La REE ha pedido retrasar la entrada en funcionamiento de parte de la energía solar y eólica para ganar estabilidad en el suministro.
Donde más preocupación hay es en el Control de Tensión el sistema que mantiene el voltaje dentro de los límites seguros para que no se produzcan cortes o daños en los equipos eléctricos

La red eléctrica española atraviesa semanas de tensión, y no solo en el sentido literal. La empresa que gestiona el sistema eléctrico nacional, Red Eléctrica de España (REE), ha encendido las alarmas ante el riesgo de un posible apagón. Para intentar prevenirlo, ha pedido retrasar la entrada en funcionamiento de parte de la energía solar y eólica, una decisión que reduce la producción renovable pero busca ganar estabilidad en el suministro, según adelantó El Periódico de la Energía.

Sin embargo, el problema parece más profundo. La Comisión Nacional de los Mercados y la Competencia (CNMC) ha anunciado que somete a audiencia pública la propuesta de REE para modificar varios procedimientos de operación del sistema eléctrico. El objetivo: reforzar los mecanismos de control y prevenir caídas de tensión o apagones ante picos inesperados de demanda o de generación. La consulta pública estará abierta hasta el 15 de octubre, bajo el expediente DCOOR/DE/008/25.

QUÉ QUIERE CAMBIAR RED ELÉCTRICA

REE propone ajustes en cuatro puntos clave del funcionamiento del sistema: la planificación diaria, las restricciones técnicas, la regulación secundaria y el control de tensión. Aunque suenen a lenguaje técnico, todos tienen un papel esencial para que la luz siga encendiéndose cada vez que pulsamos un interruptor.

El llamado Proceso de Programación (P.O. 3.1) es el que equilibra la generación con el consumo previsto para el día siguiente, coordinando centrales eléctricas, previsiones meteorológicas e intercambios internacionales. Por su parte, el procedimiento de Restricciones Técnicas (P.O. 3.2) corrige los posibles desequilibrios en tiempo real: si una zona genera más o menos de lo esperado, se ajusta la producción en otras para compensar.

EL CONTROL DE TENSIÓN, EL PUNTO CRÍTICO

Donde más preocupación hay es en el Control de Tensión (P.O. 7.4), el sistema que mantiene el voltaje dentro de los límites seguros para que no se produzcan cortes o daños en los equipos eléctricos. REE propone reforzarlo temporalmente, gestionando con más precisión la “potencia reactiva”, es decir, la energía que sirve para estabilizar la tensión en toda la red.
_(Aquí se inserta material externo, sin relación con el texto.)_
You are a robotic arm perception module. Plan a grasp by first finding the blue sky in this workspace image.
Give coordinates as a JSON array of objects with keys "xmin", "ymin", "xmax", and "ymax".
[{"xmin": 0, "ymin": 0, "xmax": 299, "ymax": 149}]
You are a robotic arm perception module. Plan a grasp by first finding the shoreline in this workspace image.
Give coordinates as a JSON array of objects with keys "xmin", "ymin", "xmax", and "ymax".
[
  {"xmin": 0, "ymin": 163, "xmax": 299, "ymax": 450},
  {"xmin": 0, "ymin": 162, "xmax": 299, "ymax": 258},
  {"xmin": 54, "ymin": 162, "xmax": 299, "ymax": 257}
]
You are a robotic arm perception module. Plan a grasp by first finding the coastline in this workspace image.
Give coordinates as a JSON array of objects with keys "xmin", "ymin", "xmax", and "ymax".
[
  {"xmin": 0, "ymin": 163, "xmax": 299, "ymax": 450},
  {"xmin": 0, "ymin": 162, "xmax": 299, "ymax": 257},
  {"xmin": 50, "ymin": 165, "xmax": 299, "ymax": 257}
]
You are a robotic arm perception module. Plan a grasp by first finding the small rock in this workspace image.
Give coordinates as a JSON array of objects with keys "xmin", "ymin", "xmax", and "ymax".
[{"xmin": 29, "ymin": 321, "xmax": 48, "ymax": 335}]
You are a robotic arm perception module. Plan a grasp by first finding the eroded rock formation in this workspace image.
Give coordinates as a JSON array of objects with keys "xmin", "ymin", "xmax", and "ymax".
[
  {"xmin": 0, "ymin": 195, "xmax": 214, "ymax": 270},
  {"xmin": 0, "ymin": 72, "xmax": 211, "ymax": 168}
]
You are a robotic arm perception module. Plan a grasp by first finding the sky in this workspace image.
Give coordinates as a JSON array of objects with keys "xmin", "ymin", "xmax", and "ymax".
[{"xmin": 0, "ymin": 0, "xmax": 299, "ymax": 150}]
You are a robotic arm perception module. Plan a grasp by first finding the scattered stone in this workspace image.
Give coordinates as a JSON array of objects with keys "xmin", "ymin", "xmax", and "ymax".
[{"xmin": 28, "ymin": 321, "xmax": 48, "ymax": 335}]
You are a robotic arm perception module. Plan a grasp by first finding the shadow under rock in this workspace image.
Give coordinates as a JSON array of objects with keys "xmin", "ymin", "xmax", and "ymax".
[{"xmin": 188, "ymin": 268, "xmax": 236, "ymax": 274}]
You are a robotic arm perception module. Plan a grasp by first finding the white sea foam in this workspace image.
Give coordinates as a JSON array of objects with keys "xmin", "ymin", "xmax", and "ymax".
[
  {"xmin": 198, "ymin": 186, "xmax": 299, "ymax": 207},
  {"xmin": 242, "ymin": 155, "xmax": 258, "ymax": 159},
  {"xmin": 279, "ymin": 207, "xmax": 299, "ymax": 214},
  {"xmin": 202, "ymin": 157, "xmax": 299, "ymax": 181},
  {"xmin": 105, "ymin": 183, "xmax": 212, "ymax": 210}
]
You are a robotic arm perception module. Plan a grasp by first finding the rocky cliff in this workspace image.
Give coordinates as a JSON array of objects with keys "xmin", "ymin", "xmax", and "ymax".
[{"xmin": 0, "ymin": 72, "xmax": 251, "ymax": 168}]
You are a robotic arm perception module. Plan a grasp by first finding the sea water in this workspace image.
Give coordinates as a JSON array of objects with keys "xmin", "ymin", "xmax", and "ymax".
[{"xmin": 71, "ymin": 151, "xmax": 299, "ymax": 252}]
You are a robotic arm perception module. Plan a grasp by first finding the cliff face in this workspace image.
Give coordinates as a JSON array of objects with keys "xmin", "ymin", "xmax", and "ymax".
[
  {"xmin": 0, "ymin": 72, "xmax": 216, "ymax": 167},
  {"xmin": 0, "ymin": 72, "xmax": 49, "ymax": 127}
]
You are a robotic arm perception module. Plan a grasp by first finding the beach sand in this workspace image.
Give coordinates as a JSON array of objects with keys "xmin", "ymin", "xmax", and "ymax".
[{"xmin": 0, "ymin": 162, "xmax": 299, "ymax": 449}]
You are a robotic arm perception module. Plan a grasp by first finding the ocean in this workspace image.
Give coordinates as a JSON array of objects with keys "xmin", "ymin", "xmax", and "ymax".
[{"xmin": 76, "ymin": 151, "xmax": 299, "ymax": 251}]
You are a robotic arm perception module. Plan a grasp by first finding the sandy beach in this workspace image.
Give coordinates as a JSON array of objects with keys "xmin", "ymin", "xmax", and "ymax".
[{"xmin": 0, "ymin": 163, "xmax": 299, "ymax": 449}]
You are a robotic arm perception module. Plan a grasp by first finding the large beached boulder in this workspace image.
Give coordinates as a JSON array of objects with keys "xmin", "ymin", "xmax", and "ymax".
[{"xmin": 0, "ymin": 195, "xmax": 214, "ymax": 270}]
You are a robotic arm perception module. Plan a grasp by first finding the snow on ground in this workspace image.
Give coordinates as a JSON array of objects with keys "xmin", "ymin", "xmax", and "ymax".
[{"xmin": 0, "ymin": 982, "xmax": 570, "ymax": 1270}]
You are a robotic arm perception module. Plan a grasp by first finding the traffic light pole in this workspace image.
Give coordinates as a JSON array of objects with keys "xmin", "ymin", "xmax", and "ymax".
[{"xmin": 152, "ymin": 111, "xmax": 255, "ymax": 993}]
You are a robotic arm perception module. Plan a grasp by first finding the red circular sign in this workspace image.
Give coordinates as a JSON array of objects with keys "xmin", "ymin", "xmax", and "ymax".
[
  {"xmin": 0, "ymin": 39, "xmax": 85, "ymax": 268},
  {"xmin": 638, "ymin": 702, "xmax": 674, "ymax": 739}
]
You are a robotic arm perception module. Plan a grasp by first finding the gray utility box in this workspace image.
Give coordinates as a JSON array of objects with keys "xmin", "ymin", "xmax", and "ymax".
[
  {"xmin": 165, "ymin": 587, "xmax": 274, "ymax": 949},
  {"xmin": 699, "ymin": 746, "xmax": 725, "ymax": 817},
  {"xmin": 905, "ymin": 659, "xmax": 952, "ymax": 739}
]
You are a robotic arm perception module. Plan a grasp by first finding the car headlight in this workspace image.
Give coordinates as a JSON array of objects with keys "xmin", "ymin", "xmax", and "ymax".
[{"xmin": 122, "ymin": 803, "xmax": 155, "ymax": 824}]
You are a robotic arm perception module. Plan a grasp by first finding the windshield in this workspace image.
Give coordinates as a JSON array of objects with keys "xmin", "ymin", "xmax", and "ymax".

También se revisará la Regulación Secundaria (P.O. 7.2), que ajusta la producción en cuestión de segundos para mantener la frecuencia del sistema en torno a los 50 hercios. Es, en esencia, el “pulso” que marca la estabilidad de todo el sistema eléctrico.

Los cambios no significan que un apagón sea inminente, pero sí evidencian que el sistema está al límite. Con el auge de las renovables y las variaciones bruscas de generación —cuando el viento sopla o el sol desaparece—, la red se enfrenta a un desafío cada vez mayor: mantener la luz encendida en todo momento sin perder el equilibrio.